Suppose that in a certain district, 40% of the registered voters prefer candidate $$A$$. A random sample of 50 registered voters is selected. Let $$Z$$ denote the number in the sample who prefer $$A$$. Find each of the following:

1. The probability density function of $$Z$$.
2. The mean of $$Z$$.
3. The variance of $$Z$$.
4. The probability that $$Z$$ is less that 19.
5. The normal approximation to the probability in (d).
1. $$\P(Z = z) = \binom{50}{z} \left(\frac{2}{5}\right)^z \left(\frac{3}{5}\right)^{50-z}$$ for $$z \in \{0, 1, \ldots, 50\}$$
2. $$\E(Z) = 20$$
3. $$\var(Z) = 12$$
4. $$\P(Z \lt 19) = 0.3356$$
5. $$\P(Z \lt 19) \approx 0.3330$$

#### Coins and Dice

Recall that a standard die is a six-sided die.

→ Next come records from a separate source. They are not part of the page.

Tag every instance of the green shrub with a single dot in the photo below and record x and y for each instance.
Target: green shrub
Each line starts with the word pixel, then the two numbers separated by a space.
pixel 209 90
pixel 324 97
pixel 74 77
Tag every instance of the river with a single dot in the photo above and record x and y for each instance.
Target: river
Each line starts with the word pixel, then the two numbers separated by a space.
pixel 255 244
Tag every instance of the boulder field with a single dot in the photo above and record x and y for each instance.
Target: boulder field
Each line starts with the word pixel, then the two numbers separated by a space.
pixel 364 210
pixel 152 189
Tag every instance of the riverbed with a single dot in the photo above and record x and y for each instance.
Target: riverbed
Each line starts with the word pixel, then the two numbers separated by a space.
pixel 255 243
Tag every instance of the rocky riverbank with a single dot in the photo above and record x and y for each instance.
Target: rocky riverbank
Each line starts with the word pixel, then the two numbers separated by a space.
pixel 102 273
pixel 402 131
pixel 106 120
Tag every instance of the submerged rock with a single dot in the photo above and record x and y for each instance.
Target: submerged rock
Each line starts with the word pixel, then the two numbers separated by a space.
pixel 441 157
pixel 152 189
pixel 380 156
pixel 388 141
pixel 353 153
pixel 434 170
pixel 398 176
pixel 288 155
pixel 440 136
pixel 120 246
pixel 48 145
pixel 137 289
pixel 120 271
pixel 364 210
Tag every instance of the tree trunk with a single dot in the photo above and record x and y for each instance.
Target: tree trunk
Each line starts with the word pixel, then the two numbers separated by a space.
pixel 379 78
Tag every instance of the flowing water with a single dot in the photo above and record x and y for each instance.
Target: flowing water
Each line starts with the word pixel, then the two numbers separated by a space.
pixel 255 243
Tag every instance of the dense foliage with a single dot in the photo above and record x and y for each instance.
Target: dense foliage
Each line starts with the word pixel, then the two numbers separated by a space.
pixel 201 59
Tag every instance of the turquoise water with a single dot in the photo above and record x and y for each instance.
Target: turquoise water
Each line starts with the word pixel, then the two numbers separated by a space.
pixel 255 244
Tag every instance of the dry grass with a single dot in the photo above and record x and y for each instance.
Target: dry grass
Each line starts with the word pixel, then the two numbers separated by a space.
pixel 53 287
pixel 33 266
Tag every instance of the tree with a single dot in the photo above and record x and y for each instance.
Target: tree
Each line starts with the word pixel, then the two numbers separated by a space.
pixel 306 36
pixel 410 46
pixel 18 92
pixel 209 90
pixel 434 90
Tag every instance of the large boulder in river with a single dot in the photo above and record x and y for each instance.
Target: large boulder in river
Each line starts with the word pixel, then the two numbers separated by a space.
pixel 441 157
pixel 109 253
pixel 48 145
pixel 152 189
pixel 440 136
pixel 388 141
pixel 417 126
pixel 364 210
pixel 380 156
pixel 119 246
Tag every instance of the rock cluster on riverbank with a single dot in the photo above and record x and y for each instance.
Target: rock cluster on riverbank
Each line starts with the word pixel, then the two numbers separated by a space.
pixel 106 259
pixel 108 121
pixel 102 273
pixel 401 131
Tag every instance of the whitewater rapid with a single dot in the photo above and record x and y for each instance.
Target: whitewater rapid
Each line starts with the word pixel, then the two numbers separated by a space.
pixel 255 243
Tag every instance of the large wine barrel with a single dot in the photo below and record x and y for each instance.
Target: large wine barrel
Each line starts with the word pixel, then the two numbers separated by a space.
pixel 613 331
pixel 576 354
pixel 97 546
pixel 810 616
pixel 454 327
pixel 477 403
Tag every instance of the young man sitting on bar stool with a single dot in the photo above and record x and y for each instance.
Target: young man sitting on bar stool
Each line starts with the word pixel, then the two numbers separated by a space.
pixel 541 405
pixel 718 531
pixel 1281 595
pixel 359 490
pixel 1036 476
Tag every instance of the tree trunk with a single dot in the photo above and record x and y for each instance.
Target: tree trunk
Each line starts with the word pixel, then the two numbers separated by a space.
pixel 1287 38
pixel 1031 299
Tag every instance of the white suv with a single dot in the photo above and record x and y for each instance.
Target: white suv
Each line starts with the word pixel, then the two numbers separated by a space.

A fair die is one in which the faces are equally likely. An ace-six flat die is a standard die in which faces 1 and 6 have probability $$\frac{1}{4}$$ each, and faces 2, 3, 4, and 5 have probability $$\frac{1}{8}$$.

A standard, fair die is tossed 10 times. Let $$N$$ denote the number of aces. Find each of the following:

1. The probability density function of $$N$$.
2. The mean of $$N$$.
3. The variance of $$N$$.
1. $$\P(N = k) = \binom{10}{k} \left(\frac{1}{6}\right)^k \left(\frac{5}{6}\right)^{10-k}$$ for $$k \in \{0, 1, \ldots, 10\}$$
2. $$\E(N) = \frac{5}{3}$$
3. $$\var(N) = \frac{25}{18}$$

A coin is tossed 100 times and results in 30 heads. Find the probability density function of the number of heads in the first 20 tosses.

Let $$Y_n$$ denote the number of heads in the first $$n$$ tosses.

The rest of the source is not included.